Ein Leben ohne Smartphone können sich Kinder und Jugendliche nicht mehr vorstellen. Die virtuelle Welt hat das Kinderzimmer erobert, mit ganz realen Folgen: Wer Industrie 4.0 fordert, wird Youtube-Stars bekommen.
Früher war alles besser und überhaupt. Der Sommer, das Bier, der Stau auf der Autobahn. Jeder hatte seinen Platz in der Gesellschaft – und das Handwerk noch goldenen Boden. Dieser Boden scheint inzwischen aber nicht nur seinen Goldstatus eingebüßt zu haben, sondern einfach komplett wegzubröseln. Was der amerikanische Soziologe Richard Sennett vor zehn Jahren angesichts zunehmender Digitalisierung der Arbeitswelt noch eher als einen Phantomschmerz des intellektuellen Bürgertums beschrieb, ist inzwischen in der Wirklichkeit angekommen: 40.000 Ausbildungsplätze bleiben hierzulande unbesetzt, wie Forscher der Uni Göttingen zusammen mit der Bertelsmann-Stiftung herausgefunden haben.

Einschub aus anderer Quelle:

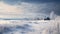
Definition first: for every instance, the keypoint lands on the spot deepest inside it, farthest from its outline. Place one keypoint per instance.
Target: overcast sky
(28, 8)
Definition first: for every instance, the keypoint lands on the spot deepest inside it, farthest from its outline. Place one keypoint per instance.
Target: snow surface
(29, 27)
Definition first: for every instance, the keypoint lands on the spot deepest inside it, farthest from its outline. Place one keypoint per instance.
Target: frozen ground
(29, 27)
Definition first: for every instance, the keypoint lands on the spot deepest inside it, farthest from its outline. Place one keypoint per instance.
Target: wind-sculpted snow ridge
(28, 27)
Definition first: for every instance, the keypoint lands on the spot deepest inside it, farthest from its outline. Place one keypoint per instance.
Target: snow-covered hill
(29, 27)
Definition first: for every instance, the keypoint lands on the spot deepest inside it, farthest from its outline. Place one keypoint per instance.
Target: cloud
(25, 8)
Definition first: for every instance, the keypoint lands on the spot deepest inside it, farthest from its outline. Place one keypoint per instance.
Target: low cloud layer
(29, 7)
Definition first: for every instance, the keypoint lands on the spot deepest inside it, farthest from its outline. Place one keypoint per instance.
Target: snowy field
(29, 27)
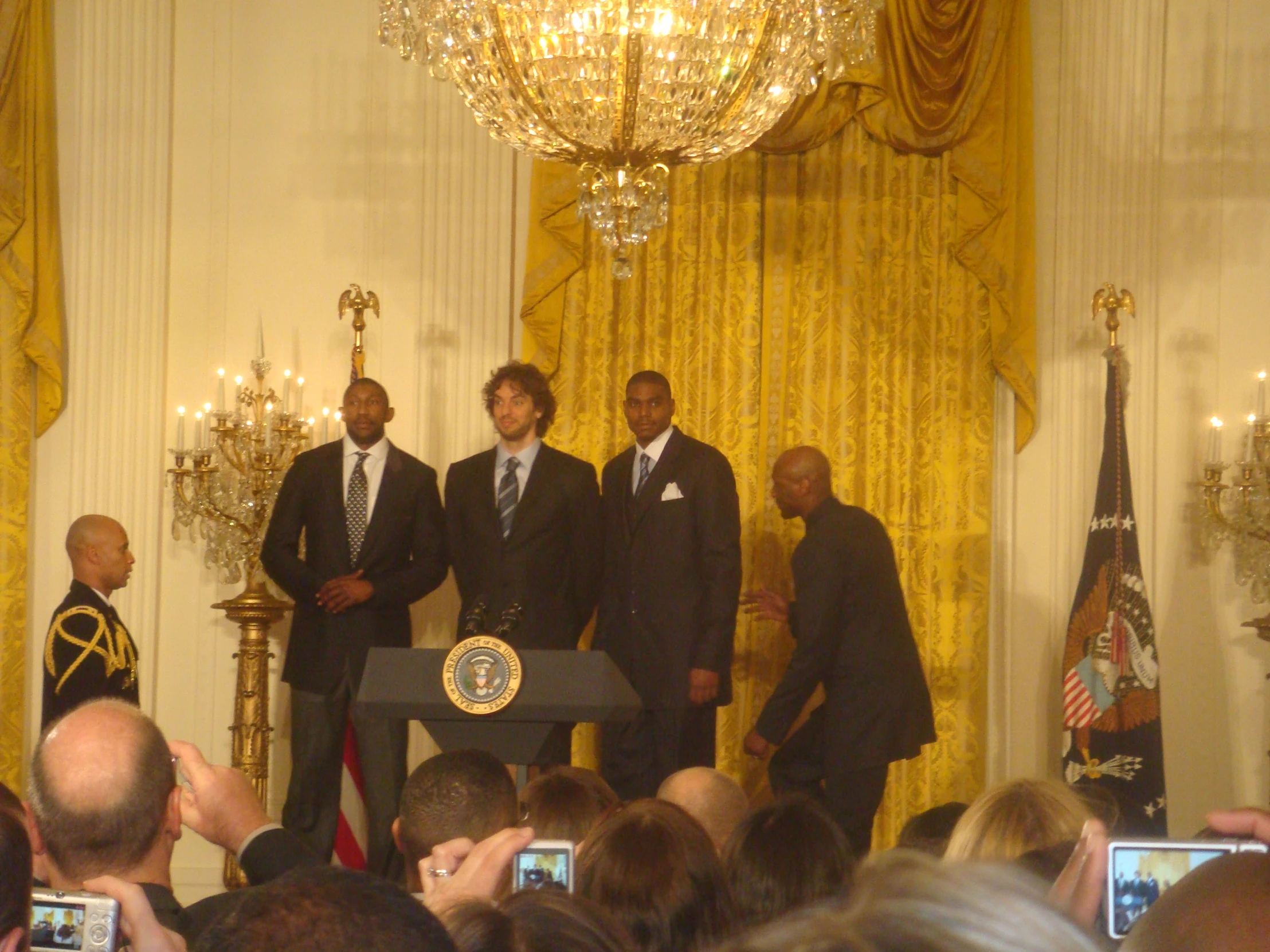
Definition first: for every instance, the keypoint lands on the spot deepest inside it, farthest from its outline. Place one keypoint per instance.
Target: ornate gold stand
(254, 612)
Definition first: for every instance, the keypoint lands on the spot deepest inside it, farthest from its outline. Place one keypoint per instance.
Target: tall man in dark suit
(525, 527)
(853, 638)
(375, 542)
(672, 577)
(88, 650)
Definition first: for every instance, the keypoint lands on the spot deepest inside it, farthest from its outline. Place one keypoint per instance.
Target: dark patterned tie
(355, 509)
(643, 473)
(508, 494)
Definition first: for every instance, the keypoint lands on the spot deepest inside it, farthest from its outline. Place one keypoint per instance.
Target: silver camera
(73, 922)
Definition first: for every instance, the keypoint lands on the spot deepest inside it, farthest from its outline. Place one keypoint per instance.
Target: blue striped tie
(508, 494)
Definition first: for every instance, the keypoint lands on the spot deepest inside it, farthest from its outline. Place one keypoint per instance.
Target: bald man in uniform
(851, 627)
(89, 653)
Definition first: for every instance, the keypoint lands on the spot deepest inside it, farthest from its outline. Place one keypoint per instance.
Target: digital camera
(544, 865)
(1141, 871)
(73, 922)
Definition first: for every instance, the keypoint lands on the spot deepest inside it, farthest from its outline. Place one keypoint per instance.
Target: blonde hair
(906, 902)
(1016, 818)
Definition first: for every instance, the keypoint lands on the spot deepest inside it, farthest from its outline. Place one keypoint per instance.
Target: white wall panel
(291, 155)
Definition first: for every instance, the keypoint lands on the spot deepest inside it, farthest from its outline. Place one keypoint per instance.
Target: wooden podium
(556, 687)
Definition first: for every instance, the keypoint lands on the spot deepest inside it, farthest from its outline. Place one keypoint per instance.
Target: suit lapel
(540, 475)
(385, 503)
(333, 493)
(657, 479)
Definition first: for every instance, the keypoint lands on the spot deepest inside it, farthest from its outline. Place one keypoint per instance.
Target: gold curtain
(31, 326)
(854, 282)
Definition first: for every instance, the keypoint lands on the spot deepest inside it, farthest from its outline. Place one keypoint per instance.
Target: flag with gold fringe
(1112, 738)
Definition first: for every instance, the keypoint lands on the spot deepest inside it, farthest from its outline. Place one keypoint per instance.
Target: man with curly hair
(524, 525)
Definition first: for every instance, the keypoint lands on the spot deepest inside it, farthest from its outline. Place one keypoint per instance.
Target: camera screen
(57, 926)
(1142, 876)
(542, 870)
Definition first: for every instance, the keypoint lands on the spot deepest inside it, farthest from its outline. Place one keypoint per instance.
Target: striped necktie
(508, 494)
(643, 473)
(355, 508)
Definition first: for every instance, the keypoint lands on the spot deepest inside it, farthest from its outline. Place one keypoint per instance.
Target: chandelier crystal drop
(628, 88)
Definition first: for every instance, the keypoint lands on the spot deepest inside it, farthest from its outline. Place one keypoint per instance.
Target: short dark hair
(327, 909)
(650, 377)
(15, 879)
(456, 794)
(929, 831)
(366, 383)
(530, 381)
(124, 827)
(567, 802)
(784, 857)
(656, 870)
(536, 920)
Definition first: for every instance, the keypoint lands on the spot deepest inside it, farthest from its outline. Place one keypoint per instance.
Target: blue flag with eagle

Ausbildung muss attraktiver werden
Der Grund für die Handwerksflucht ist schnell ausgemacht: Die zunehmende Studierneigung der jungen Leute. Sowas aber auch! Da sorgt man erst dafür, dass inzwischen die Hälfte eines Jahrgangs die Hochschul- oder Fachhochschulreife erlangt und wundert sich dann, dass die Leute tatsächlich auch studieren wollen. Die Autoren der Göttinger Studie fordern daher, die Ausbildungsberufe müssten deutlich attraktiver werden. Schon klar: In deutschen Akademiker-Haushalten wird es künftig heißen: Ach, Anna-Lena, das mit dem Abitur, das überleg dir doch noch mal, bei Meister Piepenbrink könntest du doch so schön auf Stukkateurin lernen. Wer’s glaubt.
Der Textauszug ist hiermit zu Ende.